Today’s building is the Smurfit Stone building at 150 N. Michigan Ave., requested by Kate. Remember, if you have a building you’re curious about, email me at email@example.com or leave a comment!
So the first thing I wanted to check with Smurfit Stone was, what exactly is it that Smurfit Stone does? Here is my answer, they are into:
developing innovative new packaging designs, providing global supply chain solutions, manufacturing the highest quality containerboard, managing a total waste management program, or delivering unparalleled service, Smurfit-Stone solves its customers needs from all sides.
Very good then.
The Smurfit Stone building is also known as the Stone Container Building or the Associates Center. After checking Wikipedia it also said it’s known as the “diamond building,” although I cannot think of one instance when I’ve ever heard it called that. I suppose people have wandered by and said “hey, what’s that building shaped like a diamond?” So, I could be wrong. But by that logic, the Sears (Willis, fine) Tower would be “that big building,” and the Hancock would be “that big building,” and the Aon Center would be “that big white building.” Minutiae!
The building was designed by Sheldon Schlegman of A. Epstein & Sons, (now just Epstein) and finished in 1984. A. Epstein & Sons also designed – among others – the Hyatt Regency Hotels in Illinois Center, we’ll get to those another day, trust me.
The building is not very tall, only 41 stories, that’s a little brother in a tall building city like Chicago. But it is undeniably the building that it is. It looks like the building is two halves, but it’s really only slightly recessed in the middle and then totally separated at the top. The diamond shape is obviously its biggest draw, it’s like the architects slashed the building in half, but did it on an angle, like one would cut flower stems.
It’s neat to see a skyscraper where the eye is drawn to the horizontal lines. Most tall buildings, if you look at them, emphasize their vertical lines, not the horizontal lines. I think a building that does naturally stands out.
I remember before I was a docent and really learned about architecture that the rumor was a lady designed it and she was tired of phallic buildings so she designed one to look like a vagina. This is untrue folks! Although, instead of the “Diamond Building” maybe people would call it the Vagina Building, which might be kind of fun. Let’s bring that back.
The building is “modern” in style, meaning it has no historical ornamentation, it’s very simple right? Mostly glass and aluminum, very “regular” with it’s horizontal striping, but it also has some “post-modernism” to it. Post-modernism added on what modernism took off. Modern buildings had no context to them, no real playfulness. Modern buildings are usually very stark and simple, yet this building is quite playful with it’s slanted roof and definitely has some context, with its shape being similar to the sailboats to the east and the diamond opens up right in front of Lake Michigan.

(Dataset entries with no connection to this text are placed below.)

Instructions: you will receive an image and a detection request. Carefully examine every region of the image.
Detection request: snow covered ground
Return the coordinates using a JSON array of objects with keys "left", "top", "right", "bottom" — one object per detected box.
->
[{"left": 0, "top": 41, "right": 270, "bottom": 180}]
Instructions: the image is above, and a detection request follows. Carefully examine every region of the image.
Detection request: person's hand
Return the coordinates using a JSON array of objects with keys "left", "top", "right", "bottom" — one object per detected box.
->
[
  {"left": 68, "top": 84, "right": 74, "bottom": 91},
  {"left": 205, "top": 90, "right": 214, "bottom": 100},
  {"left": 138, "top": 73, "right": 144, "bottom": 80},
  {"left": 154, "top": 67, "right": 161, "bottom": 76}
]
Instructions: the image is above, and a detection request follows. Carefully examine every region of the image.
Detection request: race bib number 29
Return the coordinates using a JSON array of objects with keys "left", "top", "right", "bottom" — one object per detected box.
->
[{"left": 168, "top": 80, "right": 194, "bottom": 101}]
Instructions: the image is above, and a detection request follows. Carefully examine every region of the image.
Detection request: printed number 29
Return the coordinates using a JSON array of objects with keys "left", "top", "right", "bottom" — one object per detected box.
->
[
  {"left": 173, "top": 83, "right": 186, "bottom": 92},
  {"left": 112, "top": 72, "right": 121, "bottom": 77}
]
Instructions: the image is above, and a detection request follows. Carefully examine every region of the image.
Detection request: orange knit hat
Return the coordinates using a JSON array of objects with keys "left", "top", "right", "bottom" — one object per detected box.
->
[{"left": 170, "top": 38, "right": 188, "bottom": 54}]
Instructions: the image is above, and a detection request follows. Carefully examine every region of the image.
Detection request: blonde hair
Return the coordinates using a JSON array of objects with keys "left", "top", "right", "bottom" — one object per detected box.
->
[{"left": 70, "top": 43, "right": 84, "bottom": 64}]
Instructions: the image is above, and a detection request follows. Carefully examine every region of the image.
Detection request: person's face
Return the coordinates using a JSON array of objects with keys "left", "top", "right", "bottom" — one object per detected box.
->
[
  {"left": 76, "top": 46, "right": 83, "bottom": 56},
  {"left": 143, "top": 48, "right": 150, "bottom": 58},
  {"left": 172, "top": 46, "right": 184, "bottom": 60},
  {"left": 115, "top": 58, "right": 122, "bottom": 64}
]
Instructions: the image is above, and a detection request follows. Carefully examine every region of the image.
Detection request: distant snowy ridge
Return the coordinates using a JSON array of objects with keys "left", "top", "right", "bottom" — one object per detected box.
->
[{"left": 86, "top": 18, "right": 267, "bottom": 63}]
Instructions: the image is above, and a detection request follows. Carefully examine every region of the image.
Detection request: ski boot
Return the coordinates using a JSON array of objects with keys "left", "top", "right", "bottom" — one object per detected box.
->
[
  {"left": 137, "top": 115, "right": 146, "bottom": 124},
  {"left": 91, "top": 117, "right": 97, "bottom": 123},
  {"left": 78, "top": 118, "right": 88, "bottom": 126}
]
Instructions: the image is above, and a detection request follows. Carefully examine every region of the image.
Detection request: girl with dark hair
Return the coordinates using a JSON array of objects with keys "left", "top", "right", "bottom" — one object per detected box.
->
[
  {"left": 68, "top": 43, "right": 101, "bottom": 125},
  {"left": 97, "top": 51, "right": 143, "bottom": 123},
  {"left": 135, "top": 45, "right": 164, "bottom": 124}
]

Edited to add: I have been accused of no Adventures in Babysitting reference! So here it is: This movie was used prominently in Adventures in Babysitting with Elisabeth Shue who was so cute in Curb Your Enthusiasm this week.
It also seems to take writing very well, maybe someday I’ll write a cool DaVinci Code type story where you can find all the clues on the outside of the Smurfit Stone Building. Then people would say “what’s all that writing all over the Vagina?” And that would not be the first time I would have to answer that question.